Supporters of Western Saharan independence demonstrate in front of Spain’s Congress of Deputies in Madrid on March 30, 2022. Days earlier, the Spanish government endorsed a plan for Moroccan sovereignty over Western Sahara. (MARCOS DEL MAZO/LIGHTROCKET VIA GETTY IMAGES)
Stephen Zunes, professor of politics and international studies at the University of San Francisco and co-author of Western Sahara: War, Nationalism and Conflict Irresolution, pointed out the Biden administration’s hypocrisy in condemning Russian aggression in Ukraine, while not condemning—and even recognizing—Morocco’s illegal annexation of Western Sahara. “What the Biden administration is doing in effect is recognizing the forcible takeover of one recognized sovereign African state by another,” he stated.

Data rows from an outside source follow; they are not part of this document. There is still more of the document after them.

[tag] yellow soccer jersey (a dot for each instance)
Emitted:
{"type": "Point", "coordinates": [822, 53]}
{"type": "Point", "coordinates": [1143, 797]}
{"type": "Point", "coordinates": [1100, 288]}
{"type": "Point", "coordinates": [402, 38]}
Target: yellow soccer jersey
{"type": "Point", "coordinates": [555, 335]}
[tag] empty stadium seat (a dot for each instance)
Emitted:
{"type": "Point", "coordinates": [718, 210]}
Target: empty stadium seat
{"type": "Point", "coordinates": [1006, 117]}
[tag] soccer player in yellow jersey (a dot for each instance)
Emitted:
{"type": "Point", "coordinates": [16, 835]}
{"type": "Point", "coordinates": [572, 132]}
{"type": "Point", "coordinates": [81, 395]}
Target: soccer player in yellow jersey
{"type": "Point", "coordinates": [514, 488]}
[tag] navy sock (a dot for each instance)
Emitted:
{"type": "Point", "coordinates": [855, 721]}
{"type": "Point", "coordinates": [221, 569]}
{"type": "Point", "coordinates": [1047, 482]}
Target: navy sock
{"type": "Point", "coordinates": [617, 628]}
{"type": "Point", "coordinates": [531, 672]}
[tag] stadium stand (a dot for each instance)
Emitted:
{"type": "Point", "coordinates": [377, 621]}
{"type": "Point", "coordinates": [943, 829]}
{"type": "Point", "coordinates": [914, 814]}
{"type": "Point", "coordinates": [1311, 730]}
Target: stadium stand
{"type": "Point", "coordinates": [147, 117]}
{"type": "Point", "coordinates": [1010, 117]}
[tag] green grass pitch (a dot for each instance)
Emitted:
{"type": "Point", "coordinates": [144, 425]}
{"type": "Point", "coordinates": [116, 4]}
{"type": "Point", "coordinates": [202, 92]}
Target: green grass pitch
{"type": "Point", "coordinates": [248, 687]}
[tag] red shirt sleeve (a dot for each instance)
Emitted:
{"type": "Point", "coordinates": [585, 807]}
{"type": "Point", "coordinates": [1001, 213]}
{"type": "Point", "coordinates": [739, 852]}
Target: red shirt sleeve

This action sets a dangerous precedent and “gives us little credibility to speak out against Russia’s flagrant violations of international legal norms,” Zunes added. If the United States “really believed in international laws…we would oppose Morocco’s invasion and occupation as well.”
Zunes stressed the importance of mobilizing global civil society on the Western Sahara issue in order to pressure the U.S. government. “People do care about these kind of things, so the more people know about it, I think the more people will be goaded into action and it will be harder and harder for the U.S. government to defend” its policy, he said.